Pandemic Teaching Us What We Already Knew About Cities

People are coming to conclusions about what a pandemic means for cities, transportation, public spaces, and other hot button issues. Turns out they’re drawing the same conclusions as before. Density is deadly. Transit is a petri dish for disease. Bikes are in the way.

I’ll admit I’m not taking the bus right now. I feel bad about it. Not just because I lost something I enjoy. As someone without a car, it’s a slight hardship to stop riding. I feel worse that there are people out there who don’t have the option to work from home.

But…

Does the biggest global health and economic crisis of our lifetimes (exacerbated by an almost inconceivable lack of federal government response) really mean we abandon the idea of dense pedestrianized cities — with lots of people, places to be, and things to do?

You may have noticed there are many other routine, enjoyable, and necessary things that have been eliminated or greatly curtailed by Covid-19. Bars, restaurants, movie theaters, sports, beaches, having a job, elective surgeries, seeing your mom, taking vacations, petting a stranger’s dog, being with your friends. The list of things that have been interrupted is endless.

But you’ll never read this in your local paper: “Screw the idiot councilwoman who invented Easter dinner with your family. That concept didn’t survive first contact with a global health crisis!” Please stop sliding “pandemic” into that pre-existing list of reasons you hate having more apartments in the neighborhood.

That’s not to say I don’t have a deeply held belief that’s been reinforced by this pandemic. Physical distancing has placed a premium on public outdoor space. This comes at a time when our streets have never been more dangerous. Though traffic is down by more than half statewide, deaths caused by car crashes have doubled. Drivers have more road-space than ever, and they’re using it recklessly.

In this new reality, cooped up at home most of the day, where do we go to get some fresh air? Preferably a safe distance from intersections swirling with car traffic? Parks.

I was happy to see the Minneapolis Park Board take action recently to close some parkways to car traffic. This created space for people to enjoy the river and the lakes while maintaining physical distancing. One problem with that action was that it gave individual Park Commissioners a veto — allowing them to reopen parkways in their district unilaterally. Some of them are now using that veto power.

Commissioner Kale Severson just reopened a short section of West River Parkway which had been closed to cars. Commissioner Brad Bourn is doing the same on Lake Harriet Parkway. Severson’s argument is that people should stay home and out of the parks; opening the parkways just draws a crowd. Bourn says that he’s trying to provide access to parks by car, for vulnerable people who can’t safely leave their vehicles.

First of all, I think it’s incorrect to conceive of older, immuno-suppressed, or otherwise vulnerable individuals as people who don’t need safe places to exist outside their vehicles. To the degree you want to promote recreational driving, I say: gas is cheap and there are no shortage of wide open roads taking you wherever you want to go.

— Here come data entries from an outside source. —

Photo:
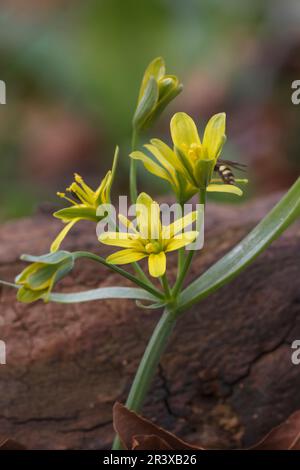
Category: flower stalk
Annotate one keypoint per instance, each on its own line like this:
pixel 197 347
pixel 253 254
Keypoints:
pixel 149 363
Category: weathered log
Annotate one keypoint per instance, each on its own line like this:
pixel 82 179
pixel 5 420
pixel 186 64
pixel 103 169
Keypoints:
pixel 227 375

Just be careful of the other drivers.

Outdoor activities like “walking pets, hiking, running, biking, hunting, or fishing” are explicitly permitted in the Governor’s order. But we need the space to do it. Physical distancing, in some form or other, is a mitigation strategy that will be with us for the long term. Possibly until development of a vaccine. That could be 18 months. Covid-19 isn’t over on May 4. Telling people to stay indoors indefinitely isn’t sustainable or necessary.

It’s safe to be outside. It’s essential for our physical and mental health. More than ever, local government needs to focus on how they’re going to provide safe public spaces. That’s going to mean making more of them.